That very uncomfortable thought was probably why Draco ended up standing outside of Greenhouse One at precisely 6:00. He heard her footsteps before he saw her, and he made sure not to turn around, hoping it looked like he just happened to be casually peering through the glass panes at a Flutterby Bush that was beginning to bud and his being here at a time that coincided with her note was entirely accidental.

“Malfoy,” she said, and he did turn around now as there was no other alternative. “Thank you for coming. I didn’t really think you would.”

“Save your breath, Granger,” he said, and even he was surprised by how venomous he sounded. “I had something to do here. That’s all.”

“Of course,” she said, and he knew she hadn’t believed him. “But still, you know why I sent you the note.”

“I assume you mean the dragon currently roasting the Keeper of the Keys,” Draco said, smiling viciously again. “Yes, I suppose you would want to discuss that.”
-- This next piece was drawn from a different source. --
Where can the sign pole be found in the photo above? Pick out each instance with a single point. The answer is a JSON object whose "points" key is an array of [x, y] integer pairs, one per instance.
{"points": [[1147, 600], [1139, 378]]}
“Why haven’t you said anything yet?” she asked.

“Is waiting for the other shoe to drop becoming too much for your delicate Mudblood nerves?” he said, laughing.

Hermione sighed, then sat on the bench next to the door and stared at the ground.

“I want you to say something,” she finally said.

Draco blinked at her. He hadn’t been expecting that.

“Why?” he asked.

“Because I’m honestly afraid someone is going to get hurt,” she said, looking up, and he did see fear in her eyes. Draco actually took half a step toward her, then stopped himself. She was a Mudblood. He wasn’t supposed to feel concern for her even if she were bleeding to death.

“What do you mean?” he asked, narrowing his eyes in suspicion.

She paused for a moment, looking torn, then said very quickly, all in a single breath, “Hagrid’s a very nice person, really he is, but he’s not thinking logically. He’s wanted a dragon since he was little, and he’s so thrilled by it that he’s not noticing that it’s getting too large, and it’s biting and spitting sparks that are starting to turn into actual flames, and he lives in a wooden house, and he keeps thinking it’s some sort of overly large dog or a frisky horse or something and honestly I don’t think he knows just how dangerous it is! Someone could honestly get killed!”

Draco frowned.

“Why not run and tell McGonagall yourself then?” he asked.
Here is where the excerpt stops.